I have slept past 4 am for the past 3 nights. Yay
I am very happy about that.
Even though I am not getting up before 4:30 am, I am still struggling with anxiety. It is frustrating because it now delays the
things I want to do. I walk and I pace for a while until I can finally sit down. It may take a couple of hours before I am able to sit or do something else but pace. It also takes 2 instead of the 1 ativan to work. I thought the anxiety would leave with the depression. At first, it was still there but there were days I would not have to take a pill or just take one. Today I had to take 2 and still I walked and paced for hours. I don’t know what to do.
I constantly tell myself, I am not depressed and I proceed to use the anti-depression tools.

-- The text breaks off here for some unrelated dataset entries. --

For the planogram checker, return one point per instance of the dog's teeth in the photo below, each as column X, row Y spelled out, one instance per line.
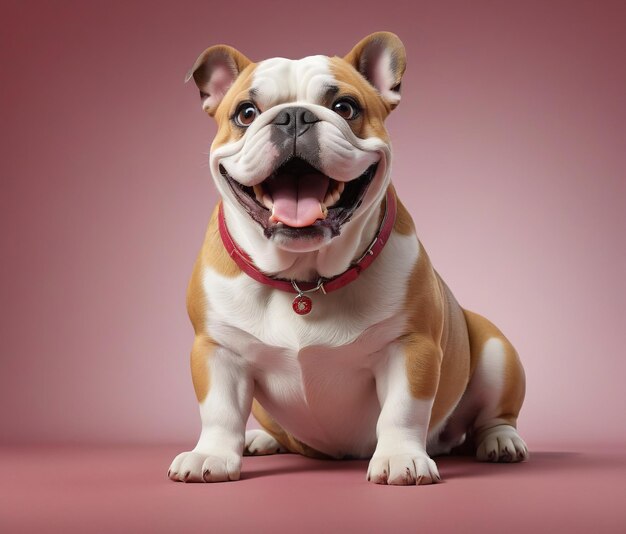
column 324, row 210
column 258, row 191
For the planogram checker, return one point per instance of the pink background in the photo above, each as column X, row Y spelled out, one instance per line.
column 509, row 152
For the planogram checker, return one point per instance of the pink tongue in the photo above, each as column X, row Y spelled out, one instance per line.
column 297, row 199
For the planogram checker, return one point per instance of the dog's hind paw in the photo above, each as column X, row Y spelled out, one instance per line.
column 501, row 443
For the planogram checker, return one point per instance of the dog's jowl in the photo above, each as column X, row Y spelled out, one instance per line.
column 314, row 304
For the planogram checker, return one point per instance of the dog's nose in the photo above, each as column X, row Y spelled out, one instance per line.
column 295, row 120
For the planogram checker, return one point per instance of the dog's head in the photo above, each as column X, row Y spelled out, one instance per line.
column 301, row 148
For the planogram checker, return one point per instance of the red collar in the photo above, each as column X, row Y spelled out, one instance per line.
column 325, row 285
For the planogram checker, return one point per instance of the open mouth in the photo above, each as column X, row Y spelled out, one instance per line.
column 299, row 200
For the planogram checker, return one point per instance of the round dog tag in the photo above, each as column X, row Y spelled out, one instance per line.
column 302, row 304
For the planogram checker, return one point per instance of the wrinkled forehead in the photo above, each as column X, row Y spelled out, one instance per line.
column 279, row 80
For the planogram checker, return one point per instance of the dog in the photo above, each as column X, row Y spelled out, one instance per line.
column 313, row 302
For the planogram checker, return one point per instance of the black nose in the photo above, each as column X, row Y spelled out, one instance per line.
column 294, row 121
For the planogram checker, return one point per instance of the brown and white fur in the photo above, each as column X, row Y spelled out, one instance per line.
column 389, row 367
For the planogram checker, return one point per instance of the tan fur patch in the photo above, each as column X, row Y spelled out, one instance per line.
column 514, row 385
column 203, row 347
column 228, row 132
column 370, row 46
column 370, row 123
column 423, row 361
column 436, row 347
column 278, row 433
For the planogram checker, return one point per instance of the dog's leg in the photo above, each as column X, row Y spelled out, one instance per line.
column 260, row 443
column 406, row 383
column 497, row 389
column 224, row 387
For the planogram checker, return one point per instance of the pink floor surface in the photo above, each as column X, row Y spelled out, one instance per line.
column 125, row 489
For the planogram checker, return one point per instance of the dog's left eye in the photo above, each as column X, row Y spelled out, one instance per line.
column 245, row 114
column 346, row 108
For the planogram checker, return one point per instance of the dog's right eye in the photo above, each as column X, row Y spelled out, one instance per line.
column 245, row 114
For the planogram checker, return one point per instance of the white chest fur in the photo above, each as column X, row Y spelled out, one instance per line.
column 313, row 373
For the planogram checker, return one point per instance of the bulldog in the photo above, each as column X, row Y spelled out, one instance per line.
column 313, row 302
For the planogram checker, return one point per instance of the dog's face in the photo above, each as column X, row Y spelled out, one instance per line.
column 301, row 148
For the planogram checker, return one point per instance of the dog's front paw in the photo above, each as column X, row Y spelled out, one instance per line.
column 194, row 466
column 403, row 469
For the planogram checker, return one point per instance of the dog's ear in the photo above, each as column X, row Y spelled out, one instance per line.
column 214, row 72
column 381, row 59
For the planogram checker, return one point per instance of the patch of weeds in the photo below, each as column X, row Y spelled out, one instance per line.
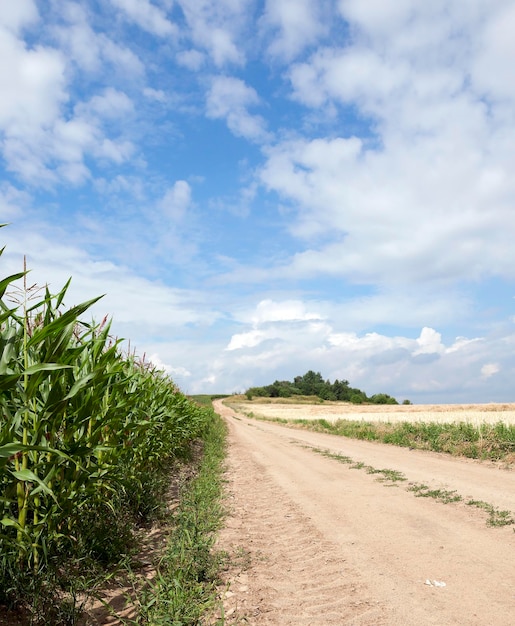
column 495, row 516
column 185, row 590
column 393, row 476
column 442, row 495
column 388, row 474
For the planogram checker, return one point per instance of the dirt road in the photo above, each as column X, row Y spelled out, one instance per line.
column 320, row 542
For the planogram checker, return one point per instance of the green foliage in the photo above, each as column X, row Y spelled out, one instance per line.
column 84, row 432
column 186, row 581
column 313, row 384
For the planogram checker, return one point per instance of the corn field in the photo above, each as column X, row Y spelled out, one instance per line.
column 83, row 429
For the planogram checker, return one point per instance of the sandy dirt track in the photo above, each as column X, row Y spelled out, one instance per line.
column 316, row 542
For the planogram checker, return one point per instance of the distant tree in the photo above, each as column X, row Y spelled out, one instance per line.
column 313, row 384
column 383, row 398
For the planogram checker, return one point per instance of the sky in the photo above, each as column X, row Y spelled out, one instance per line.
column 266, row 187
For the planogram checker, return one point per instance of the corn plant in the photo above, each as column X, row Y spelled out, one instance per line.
column 82, row 426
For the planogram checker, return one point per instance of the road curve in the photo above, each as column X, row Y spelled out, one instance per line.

I dress the opposite of how I feel and I leave the house. I try to get out and sometimes stay out for a couple of days so as not to be alone. I don’t want to be alone with my thoughts right now.
Is there anyone else who has a problem with anxiety? Do you walk and pace to try to calm down? Does it take a while for you to calm down?
Let me know how you handle the anxiety and the restlessness.
I have also been told that I am flat. I don’t seem to laugh or show much joy even though I am not depressed. The jovialness that goes with my mania is not present. I feel that something is missing. Still, I am happy not to be depressed.